By Alan Baldwin
MANAMA (Reuters) - A Chinese Grand Prix podium hostess who had champagne sprayed in her face by race winner Lewis Hamilton has played down the incident after the Formula One world champion was accused of sexist bullying.
"It lasted for only one or two seconds, and I didn't think too much about it," Liu Siying, a 22-year-old graduate of the Shanghai Institute of Visual Art who works for a real estate company, told the Shanghai Daily.
"I think some foreign media are more sensitive about the topic than local media," she added. "I was just told by my employer to stand on the podium, and that's what I did."
Sunday's incident, highlighted in photographs that showed the woman flinching as the winner aimed a stream of fizz at her, triggered condemnation from some critics in Britain and Germany as well as on Chinese social media.
The Daily Mail said Hamilton had been 'ungallant' while Wednesday's Times newspaper asked in its leader column, below comment on the British election and the plight of migrants dying at sea off the North African coast, what the Briton had been thinking.
"They shake up champagne a lot in F1, of course, and as a regular winner Hamilton is practiced in it. His die-hard fans have naturally accused his many Chinese critics of having a collective sense of humor failure," the paper declared.
"Well, we've had one too. Hamilton is a great driver but nothing gives him the right to behave like a hooligan.
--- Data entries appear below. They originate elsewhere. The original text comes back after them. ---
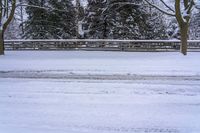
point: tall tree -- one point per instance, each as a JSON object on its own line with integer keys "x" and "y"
{"x": 182, "y": 12}
{"x": 7, "y": 10}
{"x": 53, "y": 20}
{"x": 96, "y": 19}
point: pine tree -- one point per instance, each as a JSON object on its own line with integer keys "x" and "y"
{"x": 96, "y": 19}
{"x": 54, "y": 21}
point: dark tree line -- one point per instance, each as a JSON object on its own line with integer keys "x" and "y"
{"x": 104, "y": 19}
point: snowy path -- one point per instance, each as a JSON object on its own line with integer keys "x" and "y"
{"x": 122, "y": 95}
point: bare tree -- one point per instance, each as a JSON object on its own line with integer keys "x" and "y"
{"x": 182, "y": 12}
{"x": 7, "y": 11}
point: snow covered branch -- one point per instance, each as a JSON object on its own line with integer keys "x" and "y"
{"x": 160, "y": 9}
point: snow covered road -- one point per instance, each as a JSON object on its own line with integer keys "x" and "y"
{"x": 99, "y": 92}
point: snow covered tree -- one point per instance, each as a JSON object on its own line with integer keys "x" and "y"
{"x": 55, "y": 20}
{"x": 182, "y": 12}
{"x": 123, "y": 19}
{"x": 36, "y": 26}
{"x": 62, "y": 19}
{"x": 96, "y": 19}
{"x": 6, "y": 15}
{"x": 195, "y": 26}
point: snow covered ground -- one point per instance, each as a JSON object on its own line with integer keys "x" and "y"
{"x": 99, "y": 92}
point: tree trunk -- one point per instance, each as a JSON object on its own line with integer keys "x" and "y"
{"x": 1, "y": 43}
{"x": 184, "y": 38}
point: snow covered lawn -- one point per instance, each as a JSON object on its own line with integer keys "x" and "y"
{"x": 99, "y": 92}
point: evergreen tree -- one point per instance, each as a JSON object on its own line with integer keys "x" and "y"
{"x": 195, "y": 26}
{"x": 96, "y": 19}
{"x": 123, "y": 19}
{"x": 54, "y": 21}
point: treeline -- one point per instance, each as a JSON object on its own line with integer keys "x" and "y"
{"x": 100, "y": 19}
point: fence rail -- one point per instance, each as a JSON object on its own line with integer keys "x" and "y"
{"x": 100, "y": 44}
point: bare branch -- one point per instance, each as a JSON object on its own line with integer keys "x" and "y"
{"x": 167, "y": 6}
{"x": 161, "y": 10}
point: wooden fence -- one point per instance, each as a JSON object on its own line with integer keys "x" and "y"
{"x": 100, "y": 44}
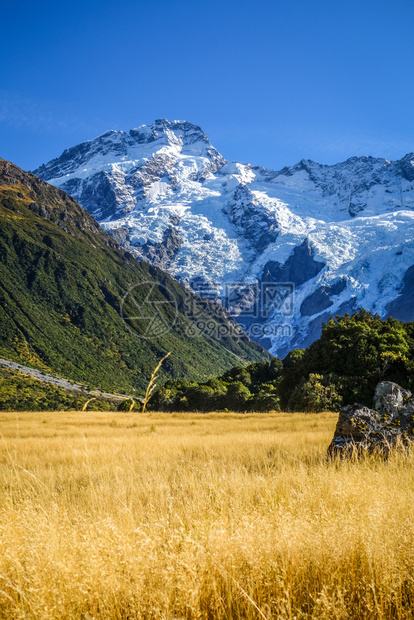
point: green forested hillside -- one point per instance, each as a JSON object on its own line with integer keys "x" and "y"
{"x": 62, "y": 283}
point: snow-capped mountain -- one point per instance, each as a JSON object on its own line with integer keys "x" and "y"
{"x": 284, "y": 250}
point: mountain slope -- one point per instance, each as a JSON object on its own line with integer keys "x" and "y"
{"x": 340, "y": 235}
{"x": 64, "y": 284}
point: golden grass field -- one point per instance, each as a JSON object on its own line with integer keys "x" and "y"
{"x": 110, "y": 515}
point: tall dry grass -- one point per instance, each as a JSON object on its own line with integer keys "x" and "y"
{"x": 191, "y": 516}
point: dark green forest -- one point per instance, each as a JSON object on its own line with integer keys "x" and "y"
{"x": 352, "y": 355}
{"x": 64, "y": 284}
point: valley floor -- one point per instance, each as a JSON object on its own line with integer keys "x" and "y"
{"x": 112, "y": 515}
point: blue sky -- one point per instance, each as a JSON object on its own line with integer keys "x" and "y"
{"x": 269, "y": 81}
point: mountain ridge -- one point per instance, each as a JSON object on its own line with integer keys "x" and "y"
{"x": 212, "y": 223}
{"x": 64, "y": 284}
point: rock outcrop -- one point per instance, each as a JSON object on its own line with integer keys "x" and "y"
{"x": 388, "y": 425}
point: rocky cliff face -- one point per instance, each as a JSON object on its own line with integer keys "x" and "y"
{"x": 390, "y": 424}
{"x": 340, "y": 236}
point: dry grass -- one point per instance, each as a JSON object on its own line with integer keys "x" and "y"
{"x": 108, "y": 515}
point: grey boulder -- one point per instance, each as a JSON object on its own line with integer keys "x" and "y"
{"x": 388, "y": 425}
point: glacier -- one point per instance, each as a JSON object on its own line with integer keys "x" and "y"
{"x": 328, "y": 238}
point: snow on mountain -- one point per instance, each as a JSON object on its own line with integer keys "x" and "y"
{"x": 283, "y": 250}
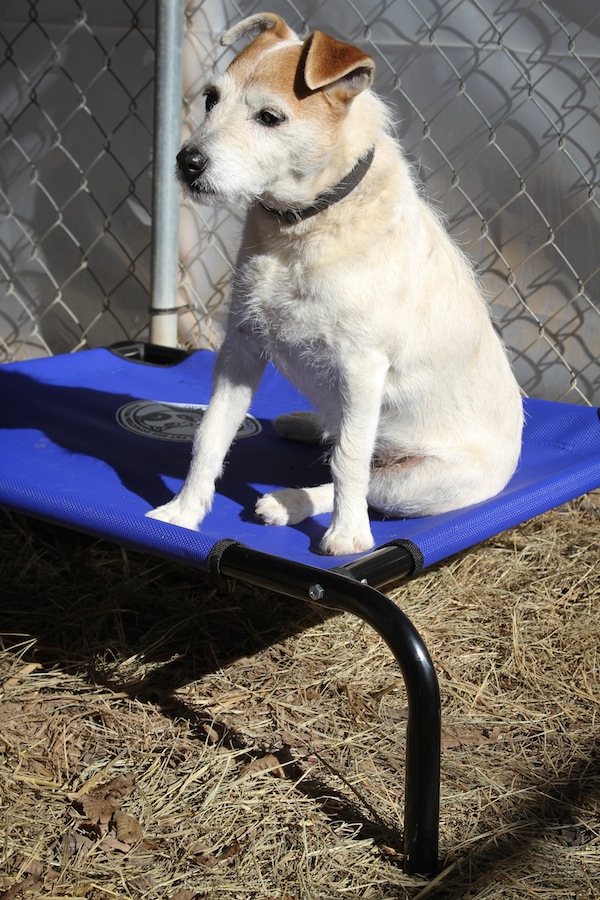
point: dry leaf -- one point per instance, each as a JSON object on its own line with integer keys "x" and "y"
{"x": 98, "y": 809}
{"x": 264, "y": 763}
{"x": 111, "y": 842}
{"x": 128, "y": 829}
{"x": 102, "y": 803}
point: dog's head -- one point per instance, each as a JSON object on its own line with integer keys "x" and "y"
{"x": 277, "y": 124}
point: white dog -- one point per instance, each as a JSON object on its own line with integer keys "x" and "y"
{"x": 348, "y": 282}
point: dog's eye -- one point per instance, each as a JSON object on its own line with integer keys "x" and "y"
{"x": 211, "y": 98}
{"x": 269, "y": 118}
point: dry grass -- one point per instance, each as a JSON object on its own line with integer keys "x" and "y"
{"x": 168, "y": 736}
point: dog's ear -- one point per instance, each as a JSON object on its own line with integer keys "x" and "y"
{"x": 255, "y": 25}
{"x": 341, "y": 69}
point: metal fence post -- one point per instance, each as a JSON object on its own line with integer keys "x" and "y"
{"x": 165, "y": 199}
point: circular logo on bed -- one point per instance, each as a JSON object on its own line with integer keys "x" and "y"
{"x": 171, "y": 421}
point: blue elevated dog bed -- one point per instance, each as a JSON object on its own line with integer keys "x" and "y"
{"x": 93, "y": 440}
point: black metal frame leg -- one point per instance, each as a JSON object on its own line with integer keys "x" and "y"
{"x": 339, "y": 590}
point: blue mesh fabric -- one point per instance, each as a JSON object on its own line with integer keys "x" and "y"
{"x": 67, "y": 455}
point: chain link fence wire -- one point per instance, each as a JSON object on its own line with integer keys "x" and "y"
{"x": 76, "y": 104}
{"x": 497, "y": 102}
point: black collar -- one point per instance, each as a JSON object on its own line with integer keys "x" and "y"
{"x": 328, "y": 198}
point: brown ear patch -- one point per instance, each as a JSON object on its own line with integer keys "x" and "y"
{"x": 328, "y": 61}
{"x": 258, "y": 24}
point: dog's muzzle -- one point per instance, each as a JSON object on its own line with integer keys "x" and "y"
{"x": 191, "y": 164}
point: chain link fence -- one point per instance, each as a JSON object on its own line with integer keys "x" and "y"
{"x": 76, "y": 104}
{"x": 497, "y": 102}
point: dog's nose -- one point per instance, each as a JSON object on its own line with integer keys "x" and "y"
{"x": 191, "y": 163}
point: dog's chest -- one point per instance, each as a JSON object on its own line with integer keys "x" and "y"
{"x": 287, "y": 308}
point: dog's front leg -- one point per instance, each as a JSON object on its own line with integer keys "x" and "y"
{"x": 238, "y": 370}
{"x": 361, "y": 391}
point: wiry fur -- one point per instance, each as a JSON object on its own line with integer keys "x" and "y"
{"x": 368, "y": 307}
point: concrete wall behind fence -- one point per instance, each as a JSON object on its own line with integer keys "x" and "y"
{"x": 498, "y": 103}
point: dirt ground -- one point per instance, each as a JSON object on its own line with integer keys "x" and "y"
{"x": 166, "y": 735}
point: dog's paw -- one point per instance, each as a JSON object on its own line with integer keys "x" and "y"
{"x": 345, "y": 541}
{"x": 287, "y": 507}
{"x": 177, "y": 513}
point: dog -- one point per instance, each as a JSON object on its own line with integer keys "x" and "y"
{"x": 348, "y": 282}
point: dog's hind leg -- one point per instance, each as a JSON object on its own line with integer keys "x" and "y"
{"x": 293, "y": 505}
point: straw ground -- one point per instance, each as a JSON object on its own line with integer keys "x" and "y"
{"x": 165, "y": 735}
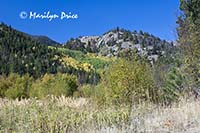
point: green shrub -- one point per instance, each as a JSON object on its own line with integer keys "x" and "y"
{"x": 57, "y": 85}
{"x": 174, "y": 86}
{"x": 15, "y": 86}
{"x": 86, "y": 91}
{"x": 129, "y": 80}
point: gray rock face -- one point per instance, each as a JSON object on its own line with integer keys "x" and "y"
{"x": 118, "y": 40}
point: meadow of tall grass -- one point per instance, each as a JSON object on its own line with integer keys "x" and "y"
{"x": 64, "y": 114}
Not even winning."
The practice of Formula One drivers spraying champagne on the podium dates back decades, with the Mumm brand providing the fizz since 2000, and many in the sport were bemused by the criticism.
Race winners routinely spray everyone within sight, or who has not already retreated from the podium, as well as themselves.
Red Bull technical head Adrian Newey once even appeared on the podium wearing goggles to protect his eyes from the drenching that was to come.
There will be no champagne to spray in Bahrain this weekend, however, with the Middle East's oldest grand prix offering bottles of non-alcoholic rosewater known as Waard instead.